Isolation and Cultivation of Bacteria from Zebrafish Embryos to Assess Infection Load

Take a zebrafish embryo infected with Mycobacterium abscessus, a pathogenic bacterium that targets the central nervous system and forms abscesses containing bacteria and host immune cells.

Incubate the embryo on ice to immobilize it, then expose it to an overdose of anesthetic to stop cardiac and neural activity, resulting in death.

Wash the embryo to remove residual anesthetic.

Add a detergent solution to disrupt cellular membranes and lyse the embryo.

Shear the lysate through a needle to homogenize the tissue and release the bacteria.
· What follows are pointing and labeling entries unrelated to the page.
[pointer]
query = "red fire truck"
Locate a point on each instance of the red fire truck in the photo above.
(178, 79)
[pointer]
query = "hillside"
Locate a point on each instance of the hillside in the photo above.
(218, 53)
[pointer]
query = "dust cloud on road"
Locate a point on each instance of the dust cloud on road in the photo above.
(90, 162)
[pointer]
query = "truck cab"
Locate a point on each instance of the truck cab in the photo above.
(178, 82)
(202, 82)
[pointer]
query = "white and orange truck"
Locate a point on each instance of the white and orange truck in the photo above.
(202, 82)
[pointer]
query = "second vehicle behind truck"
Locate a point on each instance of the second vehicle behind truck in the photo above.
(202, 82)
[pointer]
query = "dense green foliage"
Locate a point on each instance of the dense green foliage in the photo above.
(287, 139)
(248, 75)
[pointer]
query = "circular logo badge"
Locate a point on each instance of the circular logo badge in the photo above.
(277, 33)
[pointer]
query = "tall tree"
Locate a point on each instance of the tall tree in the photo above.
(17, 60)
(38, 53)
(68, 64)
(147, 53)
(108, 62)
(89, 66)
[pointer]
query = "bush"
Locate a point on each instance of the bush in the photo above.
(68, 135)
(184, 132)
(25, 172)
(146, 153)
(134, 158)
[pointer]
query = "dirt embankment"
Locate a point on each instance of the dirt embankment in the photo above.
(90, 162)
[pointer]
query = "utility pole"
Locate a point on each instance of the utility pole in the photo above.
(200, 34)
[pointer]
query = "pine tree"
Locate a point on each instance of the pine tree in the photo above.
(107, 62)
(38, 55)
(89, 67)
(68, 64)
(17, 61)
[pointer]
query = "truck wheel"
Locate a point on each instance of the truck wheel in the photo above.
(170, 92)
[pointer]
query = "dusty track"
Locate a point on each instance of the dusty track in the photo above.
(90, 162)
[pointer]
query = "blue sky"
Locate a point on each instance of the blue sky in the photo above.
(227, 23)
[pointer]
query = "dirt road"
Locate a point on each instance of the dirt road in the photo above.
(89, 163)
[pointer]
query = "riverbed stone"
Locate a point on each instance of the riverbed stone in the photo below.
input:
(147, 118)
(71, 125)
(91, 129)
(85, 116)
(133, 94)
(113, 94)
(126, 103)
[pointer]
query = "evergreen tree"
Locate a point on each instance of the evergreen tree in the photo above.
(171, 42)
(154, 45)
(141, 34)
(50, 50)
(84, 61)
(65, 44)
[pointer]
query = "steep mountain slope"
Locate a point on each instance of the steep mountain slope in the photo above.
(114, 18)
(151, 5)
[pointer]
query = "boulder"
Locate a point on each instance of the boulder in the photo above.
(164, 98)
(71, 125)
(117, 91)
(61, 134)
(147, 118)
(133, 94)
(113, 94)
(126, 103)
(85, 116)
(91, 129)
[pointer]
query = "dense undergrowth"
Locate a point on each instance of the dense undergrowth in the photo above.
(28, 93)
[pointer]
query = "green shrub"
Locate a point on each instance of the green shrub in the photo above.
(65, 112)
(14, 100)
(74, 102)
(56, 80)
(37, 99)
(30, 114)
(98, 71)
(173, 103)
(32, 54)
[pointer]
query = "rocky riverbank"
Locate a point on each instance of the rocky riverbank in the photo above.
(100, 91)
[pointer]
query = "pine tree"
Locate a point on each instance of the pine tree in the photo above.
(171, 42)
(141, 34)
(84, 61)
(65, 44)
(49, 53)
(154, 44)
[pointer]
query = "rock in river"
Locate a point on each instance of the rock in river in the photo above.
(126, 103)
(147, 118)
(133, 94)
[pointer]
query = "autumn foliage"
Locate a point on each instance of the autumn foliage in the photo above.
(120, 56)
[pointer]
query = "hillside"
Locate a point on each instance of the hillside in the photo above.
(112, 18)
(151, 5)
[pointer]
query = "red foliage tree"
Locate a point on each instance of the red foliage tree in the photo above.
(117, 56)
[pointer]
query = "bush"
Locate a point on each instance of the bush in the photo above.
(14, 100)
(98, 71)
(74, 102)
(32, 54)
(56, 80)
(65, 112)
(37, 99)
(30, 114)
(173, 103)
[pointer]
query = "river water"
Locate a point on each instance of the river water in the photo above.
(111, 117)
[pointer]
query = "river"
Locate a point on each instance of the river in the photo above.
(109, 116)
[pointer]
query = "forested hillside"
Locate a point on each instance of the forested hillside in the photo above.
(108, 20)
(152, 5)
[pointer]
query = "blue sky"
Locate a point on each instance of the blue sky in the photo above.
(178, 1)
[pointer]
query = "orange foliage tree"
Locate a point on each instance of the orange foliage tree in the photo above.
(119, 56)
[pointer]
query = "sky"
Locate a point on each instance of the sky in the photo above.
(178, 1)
Centrifuge, discard the supernatant, and resuspend the pellet in a surfactant solution to prevent bacterial clumping.

Serially dilute the bacterial suspension and spread it onto agar plates.
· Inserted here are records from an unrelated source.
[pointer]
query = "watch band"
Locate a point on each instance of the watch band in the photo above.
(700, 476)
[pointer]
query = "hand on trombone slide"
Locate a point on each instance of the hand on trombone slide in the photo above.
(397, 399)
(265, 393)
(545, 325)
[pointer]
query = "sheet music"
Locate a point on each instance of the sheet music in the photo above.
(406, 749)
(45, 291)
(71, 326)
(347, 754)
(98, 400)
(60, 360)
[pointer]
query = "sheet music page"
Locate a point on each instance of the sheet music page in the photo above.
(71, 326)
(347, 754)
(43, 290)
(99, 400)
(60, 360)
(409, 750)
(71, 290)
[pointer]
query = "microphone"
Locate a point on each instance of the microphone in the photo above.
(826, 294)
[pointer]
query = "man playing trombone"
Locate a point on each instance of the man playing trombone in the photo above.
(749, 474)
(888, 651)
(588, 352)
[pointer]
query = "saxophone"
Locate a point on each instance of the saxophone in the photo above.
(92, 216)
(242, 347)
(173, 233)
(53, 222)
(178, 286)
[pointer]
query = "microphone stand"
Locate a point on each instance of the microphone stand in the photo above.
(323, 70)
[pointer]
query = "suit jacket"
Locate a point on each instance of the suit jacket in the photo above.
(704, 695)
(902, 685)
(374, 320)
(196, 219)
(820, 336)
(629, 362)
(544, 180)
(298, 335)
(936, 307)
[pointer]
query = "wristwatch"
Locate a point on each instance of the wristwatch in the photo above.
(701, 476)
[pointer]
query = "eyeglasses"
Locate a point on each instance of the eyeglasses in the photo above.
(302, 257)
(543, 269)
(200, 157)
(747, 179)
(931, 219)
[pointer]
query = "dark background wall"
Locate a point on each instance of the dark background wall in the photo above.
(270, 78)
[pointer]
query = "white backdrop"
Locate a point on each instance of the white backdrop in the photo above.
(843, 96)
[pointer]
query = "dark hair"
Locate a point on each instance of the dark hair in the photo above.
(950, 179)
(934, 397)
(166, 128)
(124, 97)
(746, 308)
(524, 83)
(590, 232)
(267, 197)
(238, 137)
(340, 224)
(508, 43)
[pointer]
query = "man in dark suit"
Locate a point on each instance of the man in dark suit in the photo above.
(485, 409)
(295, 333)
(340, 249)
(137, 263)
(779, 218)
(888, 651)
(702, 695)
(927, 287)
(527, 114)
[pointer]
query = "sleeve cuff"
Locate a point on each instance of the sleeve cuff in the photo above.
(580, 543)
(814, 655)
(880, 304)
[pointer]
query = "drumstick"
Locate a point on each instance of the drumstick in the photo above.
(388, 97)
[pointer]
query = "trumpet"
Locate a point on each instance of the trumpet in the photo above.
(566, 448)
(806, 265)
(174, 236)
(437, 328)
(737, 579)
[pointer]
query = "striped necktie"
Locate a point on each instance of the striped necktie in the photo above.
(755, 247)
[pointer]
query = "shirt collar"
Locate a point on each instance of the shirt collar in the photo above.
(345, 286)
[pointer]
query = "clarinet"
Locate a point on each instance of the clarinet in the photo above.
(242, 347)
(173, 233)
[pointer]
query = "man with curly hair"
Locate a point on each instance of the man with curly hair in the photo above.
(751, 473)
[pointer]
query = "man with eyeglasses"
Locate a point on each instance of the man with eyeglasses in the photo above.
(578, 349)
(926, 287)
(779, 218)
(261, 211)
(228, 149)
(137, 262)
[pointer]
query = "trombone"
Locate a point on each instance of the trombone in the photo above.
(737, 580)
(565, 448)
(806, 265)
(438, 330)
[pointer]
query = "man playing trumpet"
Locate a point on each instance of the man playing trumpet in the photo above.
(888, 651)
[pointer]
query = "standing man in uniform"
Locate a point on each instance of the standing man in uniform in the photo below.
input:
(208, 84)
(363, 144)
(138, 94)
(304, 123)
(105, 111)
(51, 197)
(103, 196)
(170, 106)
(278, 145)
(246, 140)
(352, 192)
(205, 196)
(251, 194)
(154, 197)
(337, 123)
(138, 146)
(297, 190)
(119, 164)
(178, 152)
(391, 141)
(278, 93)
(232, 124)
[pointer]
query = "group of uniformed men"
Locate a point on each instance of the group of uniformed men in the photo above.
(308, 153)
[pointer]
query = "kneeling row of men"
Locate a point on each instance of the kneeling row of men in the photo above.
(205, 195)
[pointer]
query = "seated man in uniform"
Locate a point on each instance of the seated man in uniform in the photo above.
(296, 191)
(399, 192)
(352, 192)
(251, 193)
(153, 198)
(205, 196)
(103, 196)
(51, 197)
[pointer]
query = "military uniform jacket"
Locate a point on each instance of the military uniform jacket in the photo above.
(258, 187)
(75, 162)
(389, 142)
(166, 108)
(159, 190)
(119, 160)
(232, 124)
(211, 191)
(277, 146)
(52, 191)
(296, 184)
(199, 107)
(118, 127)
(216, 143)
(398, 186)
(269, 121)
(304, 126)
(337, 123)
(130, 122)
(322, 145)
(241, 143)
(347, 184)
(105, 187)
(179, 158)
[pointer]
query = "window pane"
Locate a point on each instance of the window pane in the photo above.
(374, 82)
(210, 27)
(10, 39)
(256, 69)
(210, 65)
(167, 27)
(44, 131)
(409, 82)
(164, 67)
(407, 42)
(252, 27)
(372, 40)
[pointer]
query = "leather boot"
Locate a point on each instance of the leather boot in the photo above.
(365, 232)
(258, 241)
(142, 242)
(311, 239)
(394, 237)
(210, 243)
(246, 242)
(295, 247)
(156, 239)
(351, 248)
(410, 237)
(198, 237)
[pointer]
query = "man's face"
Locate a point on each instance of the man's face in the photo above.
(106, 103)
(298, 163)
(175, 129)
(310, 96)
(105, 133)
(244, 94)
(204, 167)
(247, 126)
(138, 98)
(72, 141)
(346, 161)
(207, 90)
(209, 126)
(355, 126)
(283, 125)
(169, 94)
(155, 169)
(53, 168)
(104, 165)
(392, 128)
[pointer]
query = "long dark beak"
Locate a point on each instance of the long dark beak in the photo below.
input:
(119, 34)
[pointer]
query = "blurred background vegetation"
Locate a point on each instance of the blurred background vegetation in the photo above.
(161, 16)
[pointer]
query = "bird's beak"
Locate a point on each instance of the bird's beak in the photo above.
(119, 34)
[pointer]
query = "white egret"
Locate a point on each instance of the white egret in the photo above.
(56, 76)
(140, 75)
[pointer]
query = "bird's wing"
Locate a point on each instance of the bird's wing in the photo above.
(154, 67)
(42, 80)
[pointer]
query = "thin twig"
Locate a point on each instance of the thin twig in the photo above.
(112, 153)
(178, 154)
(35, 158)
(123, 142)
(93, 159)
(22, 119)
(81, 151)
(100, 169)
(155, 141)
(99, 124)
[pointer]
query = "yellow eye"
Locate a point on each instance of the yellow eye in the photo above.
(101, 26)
The medium is supplemented with antibiotics to inhibit the growth of other microbes while the Mycobacterium cells engineered for antibiotic resistance proliferate.
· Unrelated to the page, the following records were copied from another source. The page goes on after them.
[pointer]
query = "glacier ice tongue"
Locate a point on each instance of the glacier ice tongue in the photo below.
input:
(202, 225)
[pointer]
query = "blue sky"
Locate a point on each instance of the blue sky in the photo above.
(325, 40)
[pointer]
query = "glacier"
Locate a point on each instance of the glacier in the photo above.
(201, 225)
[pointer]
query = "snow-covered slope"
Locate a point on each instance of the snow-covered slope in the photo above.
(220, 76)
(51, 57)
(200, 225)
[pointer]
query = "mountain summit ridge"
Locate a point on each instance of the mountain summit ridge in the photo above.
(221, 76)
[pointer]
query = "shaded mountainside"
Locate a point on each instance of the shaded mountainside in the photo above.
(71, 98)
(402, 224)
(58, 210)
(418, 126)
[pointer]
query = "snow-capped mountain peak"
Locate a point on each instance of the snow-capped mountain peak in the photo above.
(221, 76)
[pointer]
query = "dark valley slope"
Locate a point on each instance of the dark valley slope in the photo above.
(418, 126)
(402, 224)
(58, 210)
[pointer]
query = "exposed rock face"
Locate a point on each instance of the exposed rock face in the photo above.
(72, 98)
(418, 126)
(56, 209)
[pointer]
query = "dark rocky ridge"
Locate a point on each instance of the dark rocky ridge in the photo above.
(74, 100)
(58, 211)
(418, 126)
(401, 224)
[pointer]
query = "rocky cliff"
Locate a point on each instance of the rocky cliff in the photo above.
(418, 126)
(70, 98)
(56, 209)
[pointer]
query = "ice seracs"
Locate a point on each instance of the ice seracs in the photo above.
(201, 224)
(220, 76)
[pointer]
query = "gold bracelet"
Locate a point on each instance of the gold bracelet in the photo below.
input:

Incubate to promote colony formation, enabling quantification of the embryo's bacterial load.

To enumerate colony-forming units or CFUs at the desired time point, collect five embryos per infection condition and transfer each embryo into a 1.5 milliliter microcentrifuge tube. Cryoanesthetize the embryos by incubation on ice for 10 minutes. After euthanizing the embryos with 300 to 500 milligrams per liter tricaine, use sterile water to wash the embryos twice in a new tube.

Next, after removing water at 2% Triton X-100 in 1 X PBS to each embryo, and use a 26-gauge needle to homogenize the tissue for complete lysis.

After centrifuging the suspension, use 1 X PBST to resuspend the pellet. Then, plate serial dilution of the homogenates on Middlebrook 7H10O^ADC supplemented with BBL MGIT PANTA.

Incubate the plates at 30 degrees Celsius for 4 days before counting the colonies.